Webseite: mirai-derfilm.de

Mirai no Mirai
Japan 2018
Regie & Drehbuch: Mamoru Hosoda.
Länge: 98 Minuten
Verleih: AV Visionen
Kinostart: 30. Mai 2019

Pressestimmen:

„Mirai verzaubert sowohl Kinder als auch Erwachsene.“ (Rolling Stone)
„...mit schier endloser Fantasie und so zartem Beobachtungswitz erzählt.“ (The Daily Telegraph)
„...ein Familienabenteuer mit Nuancen von Chihiros Reise ins Zauberland.“ (Time Out)
„...ein bezauberndes, nachhallendes Werk.“ ( The Hollywood Reporter)
„...schmerzhaft echte Gefühle und ein Hauch von Magie.“ (Now Magazine)

FILMKRITIK:

Bislang war der vierjährige Kun der Platzhirsch der Familie, der die ganze Liebe seiner Eltern abbekam, aber als seine kleine Schwester Mirai geboren wird, hat er immer öfter das Gefühl, ignoriert zu werden.
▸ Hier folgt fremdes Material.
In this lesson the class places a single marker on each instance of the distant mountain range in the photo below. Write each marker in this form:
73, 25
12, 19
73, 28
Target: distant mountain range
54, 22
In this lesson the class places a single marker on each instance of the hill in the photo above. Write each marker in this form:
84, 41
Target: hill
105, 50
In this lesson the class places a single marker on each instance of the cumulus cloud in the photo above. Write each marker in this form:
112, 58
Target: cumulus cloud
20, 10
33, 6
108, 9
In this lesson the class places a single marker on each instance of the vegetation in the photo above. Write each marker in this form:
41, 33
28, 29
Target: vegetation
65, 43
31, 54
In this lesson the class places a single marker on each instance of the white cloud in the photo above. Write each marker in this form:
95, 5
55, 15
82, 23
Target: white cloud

Kun mag Mirai darum nicht, und lässt seine Wut an ihr aus, indem er sie mit seinem Spielzeug-Zug schlägt, wodurch er noch mehr von seiner Mutter geschimpft wird. Aber immer, wenn er sich ganz und gar verlassen fühlt, erhält er Besuch. Erst von einer menschlichen Verkörperung seines Hundes, dann von Mirai aus der Zukunft, die seine Hilfe braucht, und schließlich von seiner Mutter und seinem Urgroßvater, die auch mal jung waren. Denn eines ändert sich im Grunde nie: Wie Eltern und Kinder miteinander umgehen. Das ist von Generation zu Generation gleich.

Mamoru Hosoda verarbeitet autobiographische Elemente in diesem Film. Man merkt schon, dass sie ihm viel bedeuten, das überträgt sich aber nur bedingt auf das Publikum. Der Film erzählt nicht wirklich eine Geschichte, sondern besteht aus verschiedenen Vignetten, die alle keine besondere Relevanz haben. Dies ist das ganz normale Leben, könnte man sagen, aber in filmischer Form ist das eben nicht unbedingt besonders spannend.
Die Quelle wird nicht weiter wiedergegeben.